There seems to be a lot of gay Christian men and women on the net who are talking about reconciling their faith with their homosexuality. Until sometime last year I was both homophobic and gay, and I would have thought that the idea of reconciling faith with homosexuality was inherently heretical. Doesn’t the Bible clearly say that homosexuals would not inherit the Kingdom of heaven? So how can two mutually exclusive states be reconciled?

My journey over the last twelve months has taken me many places emotionally and mentally. I listen to both Focus on the Family and the GCN radio. I subscribe to conservative Catholic newspapers and read Sojourners online. I read Brian McLaren and Peter Kreeft. I am enamoured with the theology of James Alison and challenged by the writings of Richard B. Hays. There are so many divergent views out there, I wonder how some of these people of God have come to hold rigidly to the positions they hold to.
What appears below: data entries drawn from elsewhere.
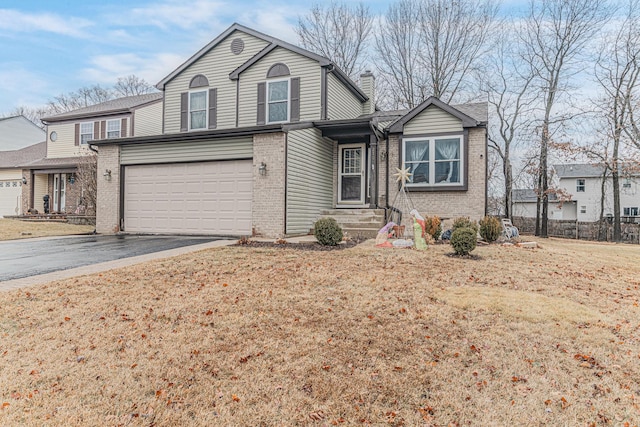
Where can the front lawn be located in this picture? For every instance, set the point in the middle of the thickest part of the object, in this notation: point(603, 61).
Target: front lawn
point(243, 336)
point(15, 229)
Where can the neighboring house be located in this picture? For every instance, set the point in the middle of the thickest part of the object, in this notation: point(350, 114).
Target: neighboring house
point(68, 138)
point(14, 193)
point(260, 137)
point(525, 205)
point(19, 132)
point(583, 182)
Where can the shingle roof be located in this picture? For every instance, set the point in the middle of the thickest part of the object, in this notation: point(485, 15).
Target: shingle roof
point(19, 158)
point(578, 170)
point(114, 106)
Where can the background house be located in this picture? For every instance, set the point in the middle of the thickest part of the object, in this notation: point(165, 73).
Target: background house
point(261, 137)
point(583, 182)
point(68, 138)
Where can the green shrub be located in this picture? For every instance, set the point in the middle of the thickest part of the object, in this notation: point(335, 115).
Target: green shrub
point(433, 226)
point(464, 222)
point(327, 232)
point(490, 228)
point(463, 240)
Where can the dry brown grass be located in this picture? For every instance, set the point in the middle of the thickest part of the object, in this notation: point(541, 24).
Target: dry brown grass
point(273, 336)
point(14, 229)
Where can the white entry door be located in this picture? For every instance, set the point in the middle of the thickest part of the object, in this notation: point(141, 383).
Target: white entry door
point(59, 193)
point(351, 174)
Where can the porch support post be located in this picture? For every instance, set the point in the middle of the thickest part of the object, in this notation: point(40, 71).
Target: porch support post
point(373, 171)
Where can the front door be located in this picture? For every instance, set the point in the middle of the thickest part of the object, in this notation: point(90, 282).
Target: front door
point(59, 193)
point(351, 174)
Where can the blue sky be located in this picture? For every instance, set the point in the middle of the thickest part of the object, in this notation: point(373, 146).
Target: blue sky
point(49, 47)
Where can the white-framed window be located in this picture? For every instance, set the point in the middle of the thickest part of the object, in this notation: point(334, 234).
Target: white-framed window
point(86, 132)
point(198, 109)
point(434, 161)
point(113, 128)
point(278, 101)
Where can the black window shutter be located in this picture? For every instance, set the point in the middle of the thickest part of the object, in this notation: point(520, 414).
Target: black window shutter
point(213, 108)
point(184, 111)
point(262, 108)
point(295, 99)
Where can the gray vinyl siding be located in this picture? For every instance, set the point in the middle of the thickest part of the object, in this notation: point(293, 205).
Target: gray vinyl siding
point(341, 102)
point(216, 65)
point(309, 179)
point(299, 66)
point(433, 120)
point(192, 151)
point(147, 120)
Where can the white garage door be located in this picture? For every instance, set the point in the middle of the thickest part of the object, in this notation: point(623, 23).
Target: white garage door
point(189, 198)
point(10, 197)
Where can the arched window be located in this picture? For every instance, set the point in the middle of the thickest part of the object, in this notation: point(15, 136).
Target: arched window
point(278, 70)
point(198, 81)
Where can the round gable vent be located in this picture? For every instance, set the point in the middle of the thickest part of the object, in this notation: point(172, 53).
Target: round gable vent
point(237, 46)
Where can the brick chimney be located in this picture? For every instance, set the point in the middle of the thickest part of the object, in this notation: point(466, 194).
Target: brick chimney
point(368, 86)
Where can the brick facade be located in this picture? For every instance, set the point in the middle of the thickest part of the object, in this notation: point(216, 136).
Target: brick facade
point(446, 204)
point(108, 209)
point(269, 190)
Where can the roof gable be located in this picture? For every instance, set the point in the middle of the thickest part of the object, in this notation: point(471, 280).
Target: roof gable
point(467, 121)
point(273, 44)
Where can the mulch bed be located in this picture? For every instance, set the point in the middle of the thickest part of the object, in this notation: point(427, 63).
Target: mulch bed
point(306, 246)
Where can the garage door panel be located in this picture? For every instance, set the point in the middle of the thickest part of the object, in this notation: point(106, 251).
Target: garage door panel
point(190, 198)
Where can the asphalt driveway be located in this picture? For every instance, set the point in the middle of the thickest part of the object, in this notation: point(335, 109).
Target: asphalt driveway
point(25, 258)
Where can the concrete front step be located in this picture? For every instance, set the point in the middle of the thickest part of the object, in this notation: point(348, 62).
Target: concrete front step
point(358, 223)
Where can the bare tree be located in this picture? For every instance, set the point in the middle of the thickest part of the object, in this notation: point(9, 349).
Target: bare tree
point(339, 32)
point(617, 71)
point(83, 97)
point(455, 36)
point(556, 33)
point(509, 95)
point(432, 47)
point(396, 46)
point(131, 85)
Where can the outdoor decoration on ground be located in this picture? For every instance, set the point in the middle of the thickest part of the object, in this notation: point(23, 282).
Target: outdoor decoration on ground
point(406, 235)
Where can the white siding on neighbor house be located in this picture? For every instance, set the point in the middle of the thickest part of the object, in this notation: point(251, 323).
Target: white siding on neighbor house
point(147, 120)
point(216, 65)
point(40, 188)
point(341, 102)
point(299, 66)
point(591, 200)
point(215, 149)
point(309, 179)
point(432, 120)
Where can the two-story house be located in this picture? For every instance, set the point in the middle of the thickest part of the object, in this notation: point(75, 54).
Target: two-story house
point(68, 139)
point(259, 137)
point(583, 183)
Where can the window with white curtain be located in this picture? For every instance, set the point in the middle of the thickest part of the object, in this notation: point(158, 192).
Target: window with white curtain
point(434, 161)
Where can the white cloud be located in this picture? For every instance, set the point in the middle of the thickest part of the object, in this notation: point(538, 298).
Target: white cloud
point(105, 69)
point(16, 21)
point(175, 13)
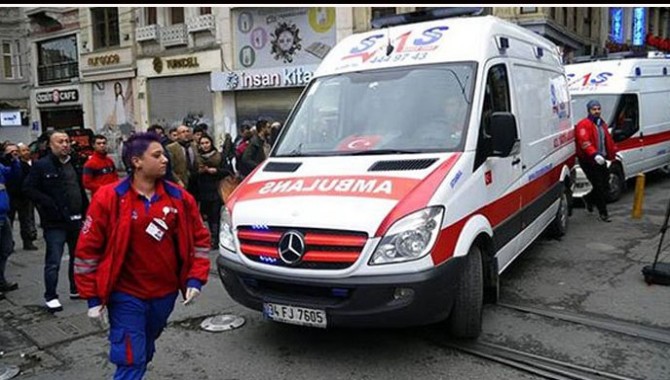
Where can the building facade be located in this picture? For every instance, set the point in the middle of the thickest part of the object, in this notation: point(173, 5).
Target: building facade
point(14, 75)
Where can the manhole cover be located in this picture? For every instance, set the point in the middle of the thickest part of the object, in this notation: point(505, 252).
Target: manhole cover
point(8, 372)
point(222, 322)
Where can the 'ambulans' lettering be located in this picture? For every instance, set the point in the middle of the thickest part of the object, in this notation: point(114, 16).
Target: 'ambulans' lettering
point(328, 185)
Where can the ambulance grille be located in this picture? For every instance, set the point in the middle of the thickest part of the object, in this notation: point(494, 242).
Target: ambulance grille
point(274, 166)
point(399, 165)
point(324, 249)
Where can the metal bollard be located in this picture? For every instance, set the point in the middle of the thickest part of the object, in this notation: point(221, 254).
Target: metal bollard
point(639, 196)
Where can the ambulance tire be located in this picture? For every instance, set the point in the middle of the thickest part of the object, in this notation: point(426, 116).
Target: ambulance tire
point(559, 226)
point(465, 320)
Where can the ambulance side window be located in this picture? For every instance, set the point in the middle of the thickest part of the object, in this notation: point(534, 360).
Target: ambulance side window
point(626, 121)
point(496, 99)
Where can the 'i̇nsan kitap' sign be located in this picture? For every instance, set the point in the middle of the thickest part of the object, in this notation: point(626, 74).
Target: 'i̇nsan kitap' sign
point(256, 79)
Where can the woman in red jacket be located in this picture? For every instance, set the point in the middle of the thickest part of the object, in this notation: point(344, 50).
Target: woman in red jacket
point(143, 240)
point(594, 147)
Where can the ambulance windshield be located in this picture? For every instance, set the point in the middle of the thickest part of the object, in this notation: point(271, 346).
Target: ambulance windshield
point(400, 110)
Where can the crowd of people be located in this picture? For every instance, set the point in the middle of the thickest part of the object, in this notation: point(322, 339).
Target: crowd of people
point(137, 235)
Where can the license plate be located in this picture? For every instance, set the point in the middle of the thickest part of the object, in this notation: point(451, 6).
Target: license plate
point(295, 315)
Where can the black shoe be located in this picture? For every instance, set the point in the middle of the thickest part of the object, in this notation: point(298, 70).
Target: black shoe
point(8, 286)
point(29, 246)
point(589, 206)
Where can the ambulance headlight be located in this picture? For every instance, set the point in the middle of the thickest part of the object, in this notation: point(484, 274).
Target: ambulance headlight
point(410, 238)
point(226, 236)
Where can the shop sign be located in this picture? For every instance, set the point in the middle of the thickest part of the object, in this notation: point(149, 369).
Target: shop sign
point(104, 60)
point(10, 118)
point(182, 63)
point(296, 76)
point(57, 96)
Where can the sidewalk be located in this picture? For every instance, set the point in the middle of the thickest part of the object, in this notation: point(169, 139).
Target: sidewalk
point(33, 339)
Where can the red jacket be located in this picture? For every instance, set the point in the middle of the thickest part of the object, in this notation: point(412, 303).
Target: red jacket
point(586, 138)
point(98, 170)
point(103, 241)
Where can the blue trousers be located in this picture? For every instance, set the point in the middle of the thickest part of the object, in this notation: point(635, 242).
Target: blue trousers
point(6, 243)
point(56, 239)
point(135, 325)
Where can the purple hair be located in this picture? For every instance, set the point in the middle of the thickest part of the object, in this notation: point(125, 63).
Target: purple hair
point(136, 145)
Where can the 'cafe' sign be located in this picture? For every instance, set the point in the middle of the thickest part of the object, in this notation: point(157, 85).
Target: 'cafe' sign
point(57, 96)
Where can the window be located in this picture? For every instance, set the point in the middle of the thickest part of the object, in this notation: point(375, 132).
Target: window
point(176, 15)
point(11, 60)
point(150, 16)
point(382, 12)
point(105, 27)
point(57, 60)
point(496, 99)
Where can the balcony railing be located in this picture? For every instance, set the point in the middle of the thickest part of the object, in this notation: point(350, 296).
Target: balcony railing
point(173, 35)
point(200, 23)
point(59, 72)
point(147, 33)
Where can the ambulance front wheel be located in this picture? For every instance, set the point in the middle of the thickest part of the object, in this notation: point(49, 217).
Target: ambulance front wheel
point(465, 320)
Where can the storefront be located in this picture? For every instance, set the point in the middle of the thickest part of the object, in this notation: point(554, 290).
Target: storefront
point(109, 101)
point(59, 108)
point(176, 89)
point(275, 51)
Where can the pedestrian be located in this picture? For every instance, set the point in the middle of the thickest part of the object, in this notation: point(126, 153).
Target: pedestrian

But I digress. Reconciliation of faith and homosexuality… every homosexual Christian has to at some point seek to explain and understand their experience of sexuality in the context of their faith, and to understand their faith as it speaks to their sexuality. Some of us seem to be content with settle for believing that God sees homosexuality as an abomination, and hence we attempt to find peace by living our faith and denying our homosexuality. We find and accept spurious psychological and societal explanations for our same-sex attractions, and adhere to lofty theological arguments about sexuality based on the creations myths found in Genesis. Others of us find this process extremely tedious, unproductive, and ultimately untenable. We are forced to adjust our beliefs about the Bible, about God, and about ourselves. As with any other person, we cannot tolerate a faith that does not have room for us. Reconciliation. It’s a word that describes for me where I am in this journey of life. I am not content, yet, with either of these approaches to reconciling my faith with my sexuality. Indeed, to say I am discontent would be a gross understatement. It is more like finding myself in a storm. A perfect storm. And Jesus is asleep in my boat.